I’ve spotted a few things that are different on this most northernly island and I thought I’d share them with you. The convenience stores all have Snickers. Since the only other energy-bar type thing I’ve found is SoyJoy (very tasty but not enough in it) the presence of Snickers is a great thing. Some of the bigger petrol stations have showers for truckers. I reek so I should probably use one soon. There are more independent travelers here. There are still loads of busses carting the crowds around but I’ve seen quite a few mini-vans with mattresses in the back, proper campervans and bikes laden with camping gear. I filmed one such cyclist as he approached so he pulled over to say hi. He’d just ridden from Cape Soya and was heading to Okinawa the very, very southern most island. I think it’s hundreds of kilometers further south than Kyushu. Cool young guy and happy to talk. He said there was another walker bound for Soya about 20km north of me. That’s quite a distance to catch up before Sapporo so maybe I’ll see him on the final section.
Things that haven’t changed include the driving. People are still overtaking where they can’t see oncoming traffic. I saw one guy overtaker drive into the verge (where I was walking) to get past someone where the central barrier was blocking overtaking. Huge trucks sit so close on the bumpers of little soft cars that if that car had trouble changing gears and slowed even for an instant they’d be crushed beneath the behemoth behind them.

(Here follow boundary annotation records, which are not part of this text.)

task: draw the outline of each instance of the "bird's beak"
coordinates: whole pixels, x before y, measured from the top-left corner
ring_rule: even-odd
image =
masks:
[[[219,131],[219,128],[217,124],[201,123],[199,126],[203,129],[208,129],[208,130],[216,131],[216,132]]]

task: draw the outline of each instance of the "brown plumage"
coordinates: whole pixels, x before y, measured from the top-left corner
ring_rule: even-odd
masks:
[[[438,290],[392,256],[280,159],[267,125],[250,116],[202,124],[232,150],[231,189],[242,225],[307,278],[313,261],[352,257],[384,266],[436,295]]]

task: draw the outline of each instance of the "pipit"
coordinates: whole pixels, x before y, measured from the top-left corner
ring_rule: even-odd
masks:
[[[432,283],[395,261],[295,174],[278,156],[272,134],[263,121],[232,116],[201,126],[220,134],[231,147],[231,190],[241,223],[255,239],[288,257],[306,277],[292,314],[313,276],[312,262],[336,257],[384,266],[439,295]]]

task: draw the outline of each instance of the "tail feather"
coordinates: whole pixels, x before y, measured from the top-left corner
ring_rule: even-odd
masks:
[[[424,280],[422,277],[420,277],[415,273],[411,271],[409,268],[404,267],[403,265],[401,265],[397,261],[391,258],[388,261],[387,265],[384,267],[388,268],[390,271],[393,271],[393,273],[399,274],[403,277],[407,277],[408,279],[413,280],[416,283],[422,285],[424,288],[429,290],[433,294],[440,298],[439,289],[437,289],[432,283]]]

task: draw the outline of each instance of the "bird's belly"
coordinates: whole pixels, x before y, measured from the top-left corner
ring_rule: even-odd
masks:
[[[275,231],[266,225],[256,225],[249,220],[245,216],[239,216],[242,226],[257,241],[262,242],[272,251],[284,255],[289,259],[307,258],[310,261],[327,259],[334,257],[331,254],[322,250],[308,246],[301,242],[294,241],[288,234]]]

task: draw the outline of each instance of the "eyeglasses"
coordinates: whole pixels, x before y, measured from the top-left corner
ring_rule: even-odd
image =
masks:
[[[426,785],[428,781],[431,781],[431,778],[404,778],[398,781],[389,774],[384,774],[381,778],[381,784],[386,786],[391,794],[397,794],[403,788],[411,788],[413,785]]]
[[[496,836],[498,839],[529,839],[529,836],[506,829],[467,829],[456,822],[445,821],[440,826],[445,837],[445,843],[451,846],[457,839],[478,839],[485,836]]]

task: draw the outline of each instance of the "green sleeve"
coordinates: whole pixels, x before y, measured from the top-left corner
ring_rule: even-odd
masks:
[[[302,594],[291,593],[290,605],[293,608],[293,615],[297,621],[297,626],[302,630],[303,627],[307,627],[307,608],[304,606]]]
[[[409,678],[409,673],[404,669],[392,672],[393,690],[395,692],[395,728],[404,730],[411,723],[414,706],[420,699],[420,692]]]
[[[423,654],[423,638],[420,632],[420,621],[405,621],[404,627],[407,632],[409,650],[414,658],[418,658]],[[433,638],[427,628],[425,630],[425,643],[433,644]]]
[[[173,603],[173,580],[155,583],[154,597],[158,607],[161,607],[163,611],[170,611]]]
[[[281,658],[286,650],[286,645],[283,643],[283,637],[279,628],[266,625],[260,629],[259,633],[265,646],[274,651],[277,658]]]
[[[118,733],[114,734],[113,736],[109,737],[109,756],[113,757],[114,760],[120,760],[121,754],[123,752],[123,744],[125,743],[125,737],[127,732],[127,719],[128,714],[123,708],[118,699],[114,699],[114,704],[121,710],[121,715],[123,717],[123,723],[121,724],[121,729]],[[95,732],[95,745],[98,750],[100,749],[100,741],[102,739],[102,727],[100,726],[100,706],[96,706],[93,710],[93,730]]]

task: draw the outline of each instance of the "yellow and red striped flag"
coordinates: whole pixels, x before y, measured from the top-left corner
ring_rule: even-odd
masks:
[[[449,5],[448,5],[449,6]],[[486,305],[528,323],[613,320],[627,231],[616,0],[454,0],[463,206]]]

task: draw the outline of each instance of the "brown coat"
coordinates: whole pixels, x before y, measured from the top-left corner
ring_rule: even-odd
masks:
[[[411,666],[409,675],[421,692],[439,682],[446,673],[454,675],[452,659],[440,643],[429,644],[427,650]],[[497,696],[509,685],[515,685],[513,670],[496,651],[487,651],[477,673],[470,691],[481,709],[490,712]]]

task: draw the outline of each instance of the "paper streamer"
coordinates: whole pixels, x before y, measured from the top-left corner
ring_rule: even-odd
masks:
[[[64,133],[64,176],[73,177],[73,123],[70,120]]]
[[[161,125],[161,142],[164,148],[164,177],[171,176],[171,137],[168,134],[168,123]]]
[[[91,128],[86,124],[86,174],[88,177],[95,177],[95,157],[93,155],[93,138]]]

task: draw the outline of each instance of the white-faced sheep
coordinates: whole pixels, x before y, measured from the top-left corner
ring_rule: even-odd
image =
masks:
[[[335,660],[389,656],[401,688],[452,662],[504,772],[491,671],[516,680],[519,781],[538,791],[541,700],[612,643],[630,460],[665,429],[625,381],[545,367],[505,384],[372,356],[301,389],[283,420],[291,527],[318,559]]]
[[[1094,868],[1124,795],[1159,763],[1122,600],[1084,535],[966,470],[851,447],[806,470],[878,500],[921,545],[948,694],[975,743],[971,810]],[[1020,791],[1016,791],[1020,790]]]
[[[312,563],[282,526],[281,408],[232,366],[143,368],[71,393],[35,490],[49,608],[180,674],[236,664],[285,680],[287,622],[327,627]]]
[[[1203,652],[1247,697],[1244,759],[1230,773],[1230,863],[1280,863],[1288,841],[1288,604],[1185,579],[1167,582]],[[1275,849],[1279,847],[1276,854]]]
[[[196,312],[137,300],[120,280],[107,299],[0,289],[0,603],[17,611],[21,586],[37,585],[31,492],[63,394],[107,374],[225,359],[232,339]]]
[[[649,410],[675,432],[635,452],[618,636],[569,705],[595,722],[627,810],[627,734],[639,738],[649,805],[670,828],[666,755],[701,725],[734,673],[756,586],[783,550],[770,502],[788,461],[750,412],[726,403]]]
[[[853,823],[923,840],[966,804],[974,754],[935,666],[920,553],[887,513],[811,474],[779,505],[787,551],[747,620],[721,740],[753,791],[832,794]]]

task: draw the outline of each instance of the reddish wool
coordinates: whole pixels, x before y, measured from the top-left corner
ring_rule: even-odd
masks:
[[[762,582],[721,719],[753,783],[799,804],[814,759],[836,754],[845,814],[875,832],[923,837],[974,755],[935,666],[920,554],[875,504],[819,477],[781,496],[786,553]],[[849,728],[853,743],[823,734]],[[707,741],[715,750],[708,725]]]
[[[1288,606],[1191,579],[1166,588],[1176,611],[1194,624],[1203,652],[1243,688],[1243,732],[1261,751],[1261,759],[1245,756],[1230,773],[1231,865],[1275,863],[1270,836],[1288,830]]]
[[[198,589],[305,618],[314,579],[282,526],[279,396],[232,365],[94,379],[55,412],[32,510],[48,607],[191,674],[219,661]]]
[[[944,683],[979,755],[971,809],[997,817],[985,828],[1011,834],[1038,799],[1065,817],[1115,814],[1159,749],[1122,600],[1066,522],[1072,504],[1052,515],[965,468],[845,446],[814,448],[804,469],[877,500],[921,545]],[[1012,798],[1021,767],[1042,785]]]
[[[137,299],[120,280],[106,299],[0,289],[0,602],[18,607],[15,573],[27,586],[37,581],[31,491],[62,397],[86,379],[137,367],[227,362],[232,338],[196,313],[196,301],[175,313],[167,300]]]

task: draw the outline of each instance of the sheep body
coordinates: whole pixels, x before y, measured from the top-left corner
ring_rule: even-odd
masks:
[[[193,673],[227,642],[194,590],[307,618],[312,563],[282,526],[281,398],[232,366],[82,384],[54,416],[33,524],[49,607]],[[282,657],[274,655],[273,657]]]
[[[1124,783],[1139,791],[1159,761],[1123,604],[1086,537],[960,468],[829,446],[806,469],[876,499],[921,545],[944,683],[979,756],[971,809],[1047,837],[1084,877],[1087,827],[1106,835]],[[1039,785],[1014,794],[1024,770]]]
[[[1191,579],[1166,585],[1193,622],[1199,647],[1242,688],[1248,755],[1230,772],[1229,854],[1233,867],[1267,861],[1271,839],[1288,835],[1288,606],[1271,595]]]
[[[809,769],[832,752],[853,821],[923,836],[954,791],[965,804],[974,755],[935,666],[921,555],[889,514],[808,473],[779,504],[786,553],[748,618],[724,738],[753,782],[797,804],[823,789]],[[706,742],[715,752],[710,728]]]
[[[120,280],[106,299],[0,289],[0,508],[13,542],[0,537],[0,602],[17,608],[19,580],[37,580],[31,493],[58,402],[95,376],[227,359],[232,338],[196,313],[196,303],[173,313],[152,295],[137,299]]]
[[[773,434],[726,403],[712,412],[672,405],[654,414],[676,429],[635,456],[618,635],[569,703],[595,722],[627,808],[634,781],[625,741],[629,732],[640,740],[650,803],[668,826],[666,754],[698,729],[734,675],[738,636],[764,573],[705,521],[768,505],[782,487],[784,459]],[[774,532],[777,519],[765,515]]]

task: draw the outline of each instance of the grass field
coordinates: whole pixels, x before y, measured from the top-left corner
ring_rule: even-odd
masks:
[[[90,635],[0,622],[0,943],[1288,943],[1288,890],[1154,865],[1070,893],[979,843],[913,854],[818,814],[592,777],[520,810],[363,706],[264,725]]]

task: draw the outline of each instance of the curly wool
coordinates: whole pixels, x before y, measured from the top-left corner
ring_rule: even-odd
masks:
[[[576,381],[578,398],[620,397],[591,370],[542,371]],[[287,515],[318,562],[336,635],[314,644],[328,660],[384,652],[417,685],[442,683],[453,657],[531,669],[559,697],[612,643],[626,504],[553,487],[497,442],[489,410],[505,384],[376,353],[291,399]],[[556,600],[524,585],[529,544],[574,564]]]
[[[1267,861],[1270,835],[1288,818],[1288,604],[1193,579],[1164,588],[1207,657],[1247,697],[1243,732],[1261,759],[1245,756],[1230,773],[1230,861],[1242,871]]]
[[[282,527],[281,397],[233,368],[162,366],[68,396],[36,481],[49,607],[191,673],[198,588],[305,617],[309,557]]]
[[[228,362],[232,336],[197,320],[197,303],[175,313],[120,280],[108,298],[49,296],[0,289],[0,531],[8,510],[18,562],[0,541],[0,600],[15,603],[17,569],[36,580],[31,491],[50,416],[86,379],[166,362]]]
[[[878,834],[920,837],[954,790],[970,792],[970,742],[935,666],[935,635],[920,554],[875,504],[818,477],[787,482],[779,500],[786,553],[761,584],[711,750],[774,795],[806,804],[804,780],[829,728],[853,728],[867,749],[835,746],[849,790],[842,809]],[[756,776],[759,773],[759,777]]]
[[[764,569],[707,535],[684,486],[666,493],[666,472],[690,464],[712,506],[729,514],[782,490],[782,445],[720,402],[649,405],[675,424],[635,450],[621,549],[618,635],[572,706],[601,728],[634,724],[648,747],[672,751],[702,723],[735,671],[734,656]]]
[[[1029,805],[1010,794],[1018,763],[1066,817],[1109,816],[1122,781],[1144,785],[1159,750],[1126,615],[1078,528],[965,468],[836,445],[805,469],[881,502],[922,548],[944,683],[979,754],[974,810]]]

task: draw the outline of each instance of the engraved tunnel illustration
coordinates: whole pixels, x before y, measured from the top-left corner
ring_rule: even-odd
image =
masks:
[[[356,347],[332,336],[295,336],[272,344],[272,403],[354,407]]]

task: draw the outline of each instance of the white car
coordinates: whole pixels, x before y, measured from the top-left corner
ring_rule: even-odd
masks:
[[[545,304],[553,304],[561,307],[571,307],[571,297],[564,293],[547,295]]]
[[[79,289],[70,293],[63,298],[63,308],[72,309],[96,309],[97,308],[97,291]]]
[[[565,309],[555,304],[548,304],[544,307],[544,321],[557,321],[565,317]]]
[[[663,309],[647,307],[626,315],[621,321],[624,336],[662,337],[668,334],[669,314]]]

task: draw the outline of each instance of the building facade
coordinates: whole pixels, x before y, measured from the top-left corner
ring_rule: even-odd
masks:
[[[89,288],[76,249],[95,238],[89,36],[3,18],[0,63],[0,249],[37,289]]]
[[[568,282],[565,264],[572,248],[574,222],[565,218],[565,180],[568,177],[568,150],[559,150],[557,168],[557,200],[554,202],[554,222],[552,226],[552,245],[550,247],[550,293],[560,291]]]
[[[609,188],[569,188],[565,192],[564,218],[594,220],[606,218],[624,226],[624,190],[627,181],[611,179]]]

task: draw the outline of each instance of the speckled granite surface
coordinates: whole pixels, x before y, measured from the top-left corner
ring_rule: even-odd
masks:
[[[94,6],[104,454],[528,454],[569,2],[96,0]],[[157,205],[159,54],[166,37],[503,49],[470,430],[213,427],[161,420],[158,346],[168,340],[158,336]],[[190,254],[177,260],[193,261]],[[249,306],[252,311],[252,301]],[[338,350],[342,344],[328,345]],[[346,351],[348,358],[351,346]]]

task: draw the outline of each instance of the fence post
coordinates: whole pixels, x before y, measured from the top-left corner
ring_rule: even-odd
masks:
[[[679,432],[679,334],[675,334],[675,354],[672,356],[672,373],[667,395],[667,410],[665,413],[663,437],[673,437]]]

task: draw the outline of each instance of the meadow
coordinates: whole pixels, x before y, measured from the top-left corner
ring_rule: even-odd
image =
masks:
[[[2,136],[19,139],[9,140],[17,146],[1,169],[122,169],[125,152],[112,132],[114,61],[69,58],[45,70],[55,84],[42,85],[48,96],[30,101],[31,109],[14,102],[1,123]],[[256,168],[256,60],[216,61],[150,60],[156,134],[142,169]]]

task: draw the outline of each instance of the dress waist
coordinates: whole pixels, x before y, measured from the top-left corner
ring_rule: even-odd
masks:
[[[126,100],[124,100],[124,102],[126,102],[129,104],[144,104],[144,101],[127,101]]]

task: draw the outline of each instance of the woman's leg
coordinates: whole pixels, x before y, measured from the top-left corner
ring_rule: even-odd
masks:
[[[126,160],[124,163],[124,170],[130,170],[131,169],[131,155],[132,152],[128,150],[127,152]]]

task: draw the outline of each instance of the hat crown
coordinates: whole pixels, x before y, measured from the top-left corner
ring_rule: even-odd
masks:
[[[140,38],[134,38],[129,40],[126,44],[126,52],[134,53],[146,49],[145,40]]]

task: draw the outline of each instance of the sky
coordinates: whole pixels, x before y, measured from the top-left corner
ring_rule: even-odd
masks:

Also unchanging is the Japanese spirit of giving. I got a huge iceream yesterday for less than the stated price, plus a free bottle of mineral water, and tonight a fisherman who had parked near my tent left and returned with a hotdog and coffee he had purchsed just for me.
This afternoon turned into evening as I staggered along the beach trying to find somewhere hard enough to pitch a tent with a clear view of sunrise. In the end I had to settle for a bit of the seawall to my east and the noisy road not far away. But it’s free and I need that right now.